Pharmacokinetics and metabolism of Nilutamide

Urology 1991;37(2 Suppl):13-9.PMID:1992598DOI:10.1016/0090-4295(91)80096-p.

Data are available on the pharmacokinetics and metabolism of Nilutamide in the rat, dog, and human (normal volunteers and patients with advanced prostatic carcinoma). Studies using 14Carbon-nilutamide, radioimmunoassay, and high-performance liquid chromatography (HPLC) are reviewed. In the rat, bioavailability by the oral route was complete. The majority of the plasma radioactivity was unchanged Nilutamide up to six hours, t1/2 was seven hours, and clearance was 150 mL/hour/kg body weight. Metabolism studies identified 6 urinary metabolites. The major metabolites result from reduction of the nitro group initially to an hydroxylamine (17%) and then to a primary amino (26%) group. In normal volunteers the compound was rapidly absorbed, displayed linear kinetics over a dose range of 100-300 mg, and declined slowly in plasma with a terminal phase t1/2 of forty-three to forty-nine hours. In studies in 12 patients with advanced (Stage D) prostatic carcinoma, single-dose kinetics after 14C-nilutamide and kinetics with repetitive twice-daily dosing of two to seven weeks were measured. Terminal phase plasma t1/2 of unchanged Nilutamide was 56 +/- 19 hours and of total radioactivity 87 +/- 27 hours (mean +/- SD). Area under the curve of plasma radioactivity was 23 to 38 percent unchanged Nilutamide. Urinary excretion of radioactivity was slow and incomplete because the collection time was not long enough in regard to t1/2 (mean after 5 days, 62 +/- 10%) and consisted almost entirely of metabolites. Steady-state plasma levels of Nilutamide were reached in about two weeks. It can be concluded that in humans, unlike other species, plasma decay of Nilutamide is very slow. Elimination is almost exclusively by metabolism. Single-daily dosing is appropriate. Hepatic impairment could be expected to prolong plasma decay; renal impairment is likely to have little effect.

Castration plus Nilutamide vs castration plus placebo in advanced prostate cancer.
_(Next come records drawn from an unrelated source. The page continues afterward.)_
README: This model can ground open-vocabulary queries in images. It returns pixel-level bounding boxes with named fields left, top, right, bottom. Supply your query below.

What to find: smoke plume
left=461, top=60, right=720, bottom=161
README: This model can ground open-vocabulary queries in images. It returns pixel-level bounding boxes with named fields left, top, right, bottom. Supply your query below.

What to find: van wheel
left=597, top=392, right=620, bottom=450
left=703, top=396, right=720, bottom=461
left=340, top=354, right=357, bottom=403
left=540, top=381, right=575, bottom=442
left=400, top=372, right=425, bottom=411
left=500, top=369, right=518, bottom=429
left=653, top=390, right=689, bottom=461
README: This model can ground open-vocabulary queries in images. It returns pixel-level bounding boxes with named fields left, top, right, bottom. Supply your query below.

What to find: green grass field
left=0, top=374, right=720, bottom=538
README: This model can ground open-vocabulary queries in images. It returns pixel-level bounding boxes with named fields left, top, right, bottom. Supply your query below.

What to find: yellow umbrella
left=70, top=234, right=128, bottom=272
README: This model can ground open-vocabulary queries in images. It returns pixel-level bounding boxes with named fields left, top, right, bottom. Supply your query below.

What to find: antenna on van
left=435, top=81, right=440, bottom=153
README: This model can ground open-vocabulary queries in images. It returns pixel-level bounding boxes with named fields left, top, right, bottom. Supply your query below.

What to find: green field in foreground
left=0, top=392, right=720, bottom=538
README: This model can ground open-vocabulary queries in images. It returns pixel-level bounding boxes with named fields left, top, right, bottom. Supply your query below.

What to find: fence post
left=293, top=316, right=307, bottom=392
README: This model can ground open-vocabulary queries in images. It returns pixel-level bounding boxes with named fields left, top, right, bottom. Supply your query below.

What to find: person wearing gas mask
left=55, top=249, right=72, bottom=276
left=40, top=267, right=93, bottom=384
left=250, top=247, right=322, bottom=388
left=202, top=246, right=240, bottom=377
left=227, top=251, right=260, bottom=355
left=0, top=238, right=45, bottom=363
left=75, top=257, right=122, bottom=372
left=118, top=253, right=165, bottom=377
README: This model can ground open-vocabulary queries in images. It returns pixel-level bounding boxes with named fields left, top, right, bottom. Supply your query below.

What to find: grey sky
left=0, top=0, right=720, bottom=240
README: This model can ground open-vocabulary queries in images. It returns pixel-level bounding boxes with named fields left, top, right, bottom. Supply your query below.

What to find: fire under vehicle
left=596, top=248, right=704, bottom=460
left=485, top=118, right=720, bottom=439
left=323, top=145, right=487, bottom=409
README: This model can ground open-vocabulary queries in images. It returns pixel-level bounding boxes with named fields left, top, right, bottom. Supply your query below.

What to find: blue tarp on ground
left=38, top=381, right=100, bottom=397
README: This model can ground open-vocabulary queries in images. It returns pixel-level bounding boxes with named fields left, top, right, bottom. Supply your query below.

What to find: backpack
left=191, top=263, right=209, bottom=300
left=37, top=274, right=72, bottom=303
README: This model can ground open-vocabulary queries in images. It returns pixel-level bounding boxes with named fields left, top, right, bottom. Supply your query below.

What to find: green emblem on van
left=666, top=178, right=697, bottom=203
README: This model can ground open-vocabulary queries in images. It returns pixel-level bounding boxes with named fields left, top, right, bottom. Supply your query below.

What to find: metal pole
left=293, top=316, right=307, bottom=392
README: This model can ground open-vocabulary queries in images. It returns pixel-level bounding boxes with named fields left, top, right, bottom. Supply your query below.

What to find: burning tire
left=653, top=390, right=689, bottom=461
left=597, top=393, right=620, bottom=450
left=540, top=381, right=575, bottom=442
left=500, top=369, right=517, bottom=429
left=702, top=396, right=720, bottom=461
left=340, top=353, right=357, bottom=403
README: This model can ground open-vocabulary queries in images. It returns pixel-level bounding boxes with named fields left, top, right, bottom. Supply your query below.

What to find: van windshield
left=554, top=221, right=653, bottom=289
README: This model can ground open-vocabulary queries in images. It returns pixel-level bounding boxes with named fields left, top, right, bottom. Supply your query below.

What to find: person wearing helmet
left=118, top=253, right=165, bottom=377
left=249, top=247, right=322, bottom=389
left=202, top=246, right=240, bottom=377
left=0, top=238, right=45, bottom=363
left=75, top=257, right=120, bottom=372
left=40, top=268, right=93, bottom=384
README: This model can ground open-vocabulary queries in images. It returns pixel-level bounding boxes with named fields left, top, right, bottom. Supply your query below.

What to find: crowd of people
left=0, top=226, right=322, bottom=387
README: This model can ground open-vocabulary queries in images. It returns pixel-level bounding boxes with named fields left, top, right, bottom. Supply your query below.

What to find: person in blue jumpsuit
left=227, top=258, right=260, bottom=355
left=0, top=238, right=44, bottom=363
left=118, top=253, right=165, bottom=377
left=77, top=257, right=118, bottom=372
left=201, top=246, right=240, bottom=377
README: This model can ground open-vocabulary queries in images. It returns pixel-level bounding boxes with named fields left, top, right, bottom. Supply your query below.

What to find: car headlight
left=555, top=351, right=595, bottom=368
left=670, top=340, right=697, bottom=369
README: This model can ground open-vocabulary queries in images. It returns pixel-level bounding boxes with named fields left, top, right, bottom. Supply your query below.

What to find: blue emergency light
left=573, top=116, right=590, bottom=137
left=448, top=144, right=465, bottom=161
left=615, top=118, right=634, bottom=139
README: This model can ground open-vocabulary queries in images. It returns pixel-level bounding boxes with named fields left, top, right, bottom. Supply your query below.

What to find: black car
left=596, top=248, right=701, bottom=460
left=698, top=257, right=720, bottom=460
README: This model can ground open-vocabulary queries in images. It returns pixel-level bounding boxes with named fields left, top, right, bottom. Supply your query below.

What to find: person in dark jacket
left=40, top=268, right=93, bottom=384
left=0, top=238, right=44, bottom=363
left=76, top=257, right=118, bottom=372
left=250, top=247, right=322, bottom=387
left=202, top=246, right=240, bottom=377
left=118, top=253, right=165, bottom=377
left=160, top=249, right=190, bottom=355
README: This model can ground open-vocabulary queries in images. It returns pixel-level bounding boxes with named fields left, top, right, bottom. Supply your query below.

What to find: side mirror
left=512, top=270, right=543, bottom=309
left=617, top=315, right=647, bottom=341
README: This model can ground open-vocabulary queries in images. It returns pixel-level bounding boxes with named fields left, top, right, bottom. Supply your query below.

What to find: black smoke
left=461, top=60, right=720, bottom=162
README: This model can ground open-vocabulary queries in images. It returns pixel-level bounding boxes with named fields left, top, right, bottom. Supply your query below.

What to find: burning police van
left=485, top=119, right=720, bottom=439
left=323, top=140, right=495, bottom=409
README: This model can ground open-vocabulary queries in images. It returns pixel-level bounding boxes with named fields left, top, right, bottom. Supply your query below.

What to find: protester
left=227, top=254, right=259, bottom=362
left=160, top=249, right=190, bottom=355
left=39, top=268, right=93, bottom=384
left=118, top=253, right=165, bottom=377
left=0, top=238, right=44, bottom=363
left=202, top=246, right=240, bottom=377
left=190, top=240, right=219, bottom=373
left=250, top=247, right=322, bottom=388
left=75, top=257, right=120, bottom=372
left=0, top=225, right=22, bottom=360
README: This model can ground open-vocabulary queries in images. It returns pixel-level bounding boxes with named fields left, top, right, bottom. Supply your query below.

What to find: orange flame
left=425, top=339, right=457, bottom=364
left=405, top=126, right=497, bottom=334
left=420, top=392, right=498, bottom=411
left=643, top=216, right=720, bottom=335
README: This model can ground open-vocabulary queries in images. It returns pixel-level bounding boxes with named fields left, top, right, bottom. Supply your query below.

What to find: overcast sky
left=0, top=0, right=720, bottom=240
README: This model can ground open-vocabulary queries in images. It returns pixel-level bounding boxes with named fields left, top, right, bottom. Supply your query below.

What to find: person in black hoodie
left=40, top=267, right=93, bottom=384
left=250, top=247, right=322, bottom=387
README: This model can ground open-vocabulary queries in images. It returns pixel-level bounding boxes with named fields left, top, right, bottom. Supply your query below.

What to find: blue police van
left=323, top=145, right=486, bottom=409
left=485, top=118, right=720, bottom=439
A review

Urology 1991;37(2 Suppl):20-4.PMID:1992599DOI:10.1016/0090-4295(91)80097-q.

Combination of antiandrogen treatment with surgical or medical castration should improve the efficacy of endocrine treatment of prostatic cancer by blocking the effects of adrenal androgens. A nonsteroidal antiandrogen, Nilutamide, has shown promising results in preliminary open studies. In a short-term (29 days) comparison of Nilutamide plus buserelin and buserelin plus placebo, Nilutamide (300 mg/day), significantly reduced bone pain, and fewer patients experienced worsening pain than in the control group. The initial buserelin-induced increase in prostatic acid phosphatase was prevented by Nilutamide, but there was a similar increase in testosterone and gonadotropin concentrations to that seen in the control group. Thus, Nilutamide can prevent the tumor flare-up associated with the start of luteinizing hormone-releasing hormone (LH-RH) treatment, even though the endocrine responses are not affected. In three multicenter, randomized, double-blind placebo-controlled trials of castration and Nilutamide involving 248 patients, the combination of Nilutamide and castration decreased bone pain, improved performance status, and increased the number of patients with objective regression, compared with patients who were castrated but did not receive Nilutamide. Nilutamide was generally well tolerated, though visual disorders, gastrointestinal disorders, and alcohol intolerance were reported in patients receiving Nilutamide. The results suggest that Nilutamide improves the efficacy of castration in patients with prostatic cancer. Current studies are investigating the effects of this treatment on survival and the risk-benefit ratio.